Il y a quelques jours, le ministre français des Affaires étrangères, Laurent Fabius, a évoqué « l’annulation », puis, en rectifiant le tir peu après, la « suspension » de la livraison à la Russie des navires Vladivostok et Sébastopol, deux Bâtiments de projection et de commandement (BPC) de type Mistral, commandés au chantier naval STX France et à DCNS, en juin 2011, pour 1,2 milliard d’euros. « Ça fait partie du troisième niveau des sanctions. Pour l’instant nous sommes au deuxième niveau », a-t-il précisé, en parlant de l’attitude russe en Crimée.

Mais visiblement, le gouvernement français a décidé de temporiser sur cette question. Le ministre de la Défense, Jean-Yves Le Drian, a indiqué ce 20 mars qu’une possible décision visant à suspendre le contrat serait prise au moment de la livraison du premier BPC, le Vladivostok. C’est à dire pas avant octobre prochain. Et encore, « à condition que ce soit dans un ensemble de mesures qui pourraient être prises notamment au niveau européen », a-t-il ajouté, tout en assurant que son collègue du Quai d’Orsay « a bien fait d’agiter cette menace ».

Les deux BPC sont « des bateaux qui ne sont pas armés, qui seront des bateaux militaires quand ils arriveront en Russie », a encore fait valoir M. Le Drian, qui a en outre souligné qu’une partie de leurs coques avait été fabriquée par un industriel russe.

Du côté de Moscou, l’on cherche bien évidemment à mettre la pression sur Paris. « La Russie fera valoir ses droits jusqu’au bout en cas de rupture par la France du contrat de livraison de deux navires militaires de type Mistral en raison de la crise ukrainienne », a ainsi déclaré, ce jour, Iouri Borissov,  le vice-ministre russe de la Défense.

« En cas de rupture du contrat sur les Mistral, la partie russe fera valoir ses droits jusqu’au bout en vertu des accords passés, et exigera notamment la compensation de tous les préjudices qu’elle pourrait subir », a-t-il ajouté, en soulignant que des pénalités sont prévues dans l’accord signé en 2011, sans pour autant en préciser les montants.

« Je pense qu’il est prématuré de les rendre publiques. Nous n’en sommes pas arrivés là.
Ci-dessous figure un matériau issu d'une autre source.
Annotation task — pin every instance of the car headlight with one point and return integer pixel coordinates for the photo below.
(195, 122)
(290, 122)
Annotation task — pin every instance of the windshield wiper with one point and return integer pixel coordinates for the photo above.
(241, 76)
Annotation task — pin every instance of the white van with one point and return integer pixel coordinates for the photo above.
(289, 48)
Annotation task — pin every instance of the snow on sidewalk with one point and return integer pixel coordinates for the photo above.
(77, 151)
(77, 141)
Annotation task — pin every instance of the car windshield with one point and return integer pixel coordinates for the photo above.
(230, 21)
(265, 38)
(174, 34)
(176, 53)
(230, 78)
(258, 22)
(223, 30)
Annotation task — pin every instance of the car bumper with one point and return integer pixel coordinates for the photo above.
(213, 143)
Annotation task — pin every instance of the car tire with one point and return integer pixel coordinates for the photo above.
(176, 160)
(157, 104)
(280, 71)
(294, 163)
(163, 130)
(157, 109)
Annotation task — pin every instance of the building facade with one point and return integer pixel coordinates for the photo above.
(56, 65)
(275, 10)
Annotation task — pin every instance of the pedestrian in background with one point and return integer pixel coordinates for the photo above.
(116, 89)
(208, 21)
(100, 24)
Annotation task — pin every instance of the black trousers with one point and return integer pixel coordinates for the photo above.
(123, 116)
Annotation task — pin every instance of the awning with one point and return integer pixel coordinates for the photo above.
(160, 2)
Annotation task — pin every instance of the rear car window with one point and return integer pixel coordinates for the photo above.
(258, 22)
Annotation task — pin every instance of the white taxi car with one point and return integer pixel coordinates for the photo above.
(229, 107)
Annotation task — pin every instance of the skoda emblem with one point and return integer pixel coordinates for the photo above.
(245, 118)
J’espère que la partie française va tout de même peser le pour et le contre, et prendre la bonne décision », a estimé M. Borissov.

Le vice-Premier ministre russe, Dmitri Rogozine, a également agité la menace financière à l’égard des autorités françaises. « La France doit soit livrer les BPC Mistral à la Russie, soit rendre l’argent versé par Moscou dans le cadre du contrat », a-t-il indiqué le 19 mars.

« Remplissez vos obligations contractuelles et livrez les navires dans les délais prévus ou rendez-nous notre argent et les poupes de ces navires, assemblées sur nos chantiers navals de la Baltique! », a-t-il encore insisté sur sa page Facebook.

Par le passé, la France a déjà décidé d’annuler des livraisons d’équipements militaires. En 1969, le général de Gaulle décrèta un embargo sur les armes à destination d’Israël. Problème : l’Etat hébreu avait commandé, quelques mois auparavant, 12 vedettes lance-missiles aux Constructions mécaniques de Normandie (CMN) ainsi que des avions de combat Mirage 5. Que s’est-il passé par la suite?

Pour les bateaux, un commando israélien en a subtilisés 5, avec, semble-t-il, la complaisance, ou du moins une certaine passivité des autorités françaises. Cela donna lieu à l’affaires des « vedettes de Cherbourg« . Quant aux Mirage 5, ils ont tout simplement été reversés à l’armée de l’Air (à la 13e escadre de chasse, alors à Colmar).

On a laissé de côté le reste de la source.